Greenpeace s’oppose à l’utilisation des phtalates depuis plus de trois années, des recherches sur les jouets d’enfants ont démontré que les produits chimiques pouvaient être ingérés par l’exposition directe aux tissus sensibles, comme ceux de l’intérieur de la bouche. En 2005 l’UE a interdit l’utilisation de phtalates DEHP dans les jouets des enfants en raison de son effet préjudiciable sur les enfants en bas âge, forçant des fabricants de jouet à développer des solutions de rechange. Il est par conséquent étrange de toujours les voir utilisées dans des sextoys, également faits pour l’usage interne.
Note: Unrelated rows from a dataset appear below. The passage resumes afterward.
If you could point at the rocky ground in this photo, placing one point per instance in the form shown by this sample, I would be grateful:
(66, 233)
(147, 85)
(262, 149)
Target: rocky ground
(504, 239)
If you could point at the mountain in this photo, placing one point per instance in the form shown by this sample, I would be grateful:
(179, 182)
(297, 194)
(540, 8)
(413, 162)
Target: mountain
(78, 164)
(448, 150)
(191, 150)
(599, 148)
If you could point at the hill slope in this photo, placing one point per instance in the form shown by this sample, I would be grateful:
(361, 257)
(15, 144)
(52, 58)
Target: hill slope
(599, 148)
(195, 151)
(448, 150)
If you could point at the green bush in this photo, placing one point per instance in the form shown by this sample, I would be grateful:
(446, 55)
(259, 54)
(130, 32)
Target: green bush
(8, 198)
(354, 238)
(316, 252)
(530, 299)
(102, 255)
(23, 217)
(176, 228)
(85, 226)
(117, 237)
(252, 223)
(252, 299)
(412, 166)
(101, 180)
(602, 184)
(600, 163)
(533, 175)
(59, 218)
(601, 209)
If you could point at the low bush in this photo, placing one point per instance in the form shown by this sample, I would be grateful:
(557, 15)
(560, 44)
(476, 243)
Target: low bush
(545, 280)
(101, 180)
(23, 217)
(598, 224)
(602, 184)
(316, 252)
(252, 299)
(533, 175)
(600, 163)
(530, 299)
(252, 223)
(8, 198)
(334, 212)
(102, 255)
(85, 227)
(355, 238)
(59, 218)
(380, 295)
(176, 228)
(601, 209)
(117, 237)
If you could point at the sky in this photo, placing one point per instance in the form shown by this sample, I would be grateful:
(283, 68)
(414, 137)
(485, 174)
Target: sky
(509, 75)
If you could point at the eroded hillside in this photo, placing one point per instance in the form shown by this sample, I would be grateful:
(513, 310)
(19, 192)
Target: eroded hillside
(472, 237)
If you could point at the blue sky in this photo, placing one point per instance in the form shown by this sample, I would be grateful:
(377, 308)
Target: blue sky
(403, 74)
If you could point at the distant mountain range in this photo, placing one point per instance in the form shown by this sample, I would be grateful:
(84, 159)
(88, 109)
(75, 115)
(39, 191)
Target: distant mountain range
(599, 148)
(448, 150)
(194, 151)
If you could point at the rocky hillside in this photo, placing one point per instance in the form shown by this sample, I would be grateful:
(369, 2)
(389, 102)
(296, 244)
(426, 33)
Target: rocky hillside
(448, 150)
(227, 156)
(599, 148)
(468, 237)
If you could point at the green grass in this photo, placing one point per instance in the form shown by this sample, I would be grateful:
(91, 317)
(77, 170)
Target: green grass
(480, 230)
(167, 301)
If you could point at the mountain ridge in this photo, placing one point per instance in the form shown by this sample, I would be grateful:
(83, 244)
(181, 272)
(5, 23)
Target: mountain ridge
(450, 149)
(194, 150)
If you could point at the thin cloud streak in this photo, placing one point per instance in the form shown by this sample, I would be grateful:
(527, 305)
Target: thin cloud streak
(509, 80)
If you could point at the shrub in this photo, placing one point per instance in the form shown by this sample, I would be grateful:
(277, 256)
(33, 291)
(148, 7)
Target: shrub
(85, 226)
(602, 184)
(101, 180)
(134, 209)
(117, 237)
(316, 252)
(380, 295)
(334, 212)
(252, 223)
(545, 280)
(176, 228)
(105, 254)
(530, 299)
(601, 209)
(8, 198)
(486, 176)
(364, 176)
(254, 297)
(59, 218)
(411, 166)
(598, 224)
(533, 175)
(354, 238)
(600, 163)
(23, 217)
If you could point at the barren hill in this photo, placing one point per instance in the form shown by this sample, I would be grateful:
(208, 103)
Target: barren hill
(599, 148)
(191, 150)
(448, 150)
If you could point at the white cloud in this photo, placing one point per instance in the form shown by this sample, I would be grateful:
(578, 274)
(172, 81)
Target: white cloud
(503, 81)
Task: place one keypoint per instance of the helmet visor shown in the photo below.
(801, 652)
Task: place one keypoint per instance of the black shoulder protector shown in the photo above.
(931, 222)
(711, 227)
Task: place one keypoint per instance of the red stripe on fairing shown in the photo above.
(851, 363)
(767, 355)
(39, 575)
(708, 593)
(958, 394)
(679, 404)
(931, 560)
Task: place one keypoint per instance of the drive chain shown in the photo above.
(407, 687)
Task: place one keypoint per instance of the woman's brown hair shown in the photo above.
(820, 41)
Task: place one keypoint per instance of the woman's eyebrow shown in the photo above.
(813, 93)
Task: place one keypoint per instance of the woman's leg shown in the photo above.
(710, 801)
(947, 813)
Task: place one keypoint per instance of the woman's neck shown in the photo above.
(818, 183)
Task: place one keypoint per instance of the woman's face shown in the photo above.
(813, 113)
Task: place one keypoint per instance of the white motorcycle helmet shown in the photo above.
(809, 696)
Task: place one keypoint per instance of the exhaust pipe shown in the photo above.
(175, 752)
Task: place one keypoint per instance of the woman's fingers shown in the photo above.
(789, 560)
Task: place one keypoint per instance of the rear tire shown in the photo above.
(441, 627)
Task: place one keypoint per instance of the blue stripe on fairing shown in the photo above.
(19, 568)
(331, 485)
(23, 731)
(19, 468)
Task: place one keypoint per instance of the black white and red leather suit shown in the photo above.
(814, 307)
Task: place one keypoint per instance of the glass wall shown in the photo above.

Selon le militant Bart van Opzeeland « il est incroyable que cette substance puisse encore être employée dans des jouets pour des adultes. Les années précédentes nous avons testé beaucoup de produits mais jamais nous n’avons trouvé de telles concentrations » .

Malheureusement, des phtalates peuvent encore être trouvés dans une large gamme de produits allant des produits cosmétiques aux revêtements de sol.
La dernière recherche indique que l’exposition à ces substances peut dégrader la capacité du corps à régler sa production d’hormones, gêner la reproduction, faire naître des désordres du foie et des reins. Ils pourraient également, dans une moindre mesure, causer le cancer.

Alors quelle est la solution ?

La « législation est évidemment insuffisante dans cette matière », dit Van Opzeeland. « Il est temps pour la législation d’interdire ce genre de substance dangereuse. C’est la seule manière d’arrêter la pollution. » La vérité est que les solutions de rechange efficaces existe déjà. Il est parfaitement raisonnable d’exiger une loi qui assure cela :

  • Des substances devraient être mises sur le marché seulement une fois que leur sûreté a été prouvée.
  • L’information sur tous les produits chimiques et produits devrait être publiquement disponible.

Greenpeace continue à exiger que l’UE adopte les propositions pour une loi stricte de produits chimiques. Si adoptée, elle interdirait la production et l’utilisation des substances toxiques, forçant l’industrie à employer des solutions de rechange non-dangereuses.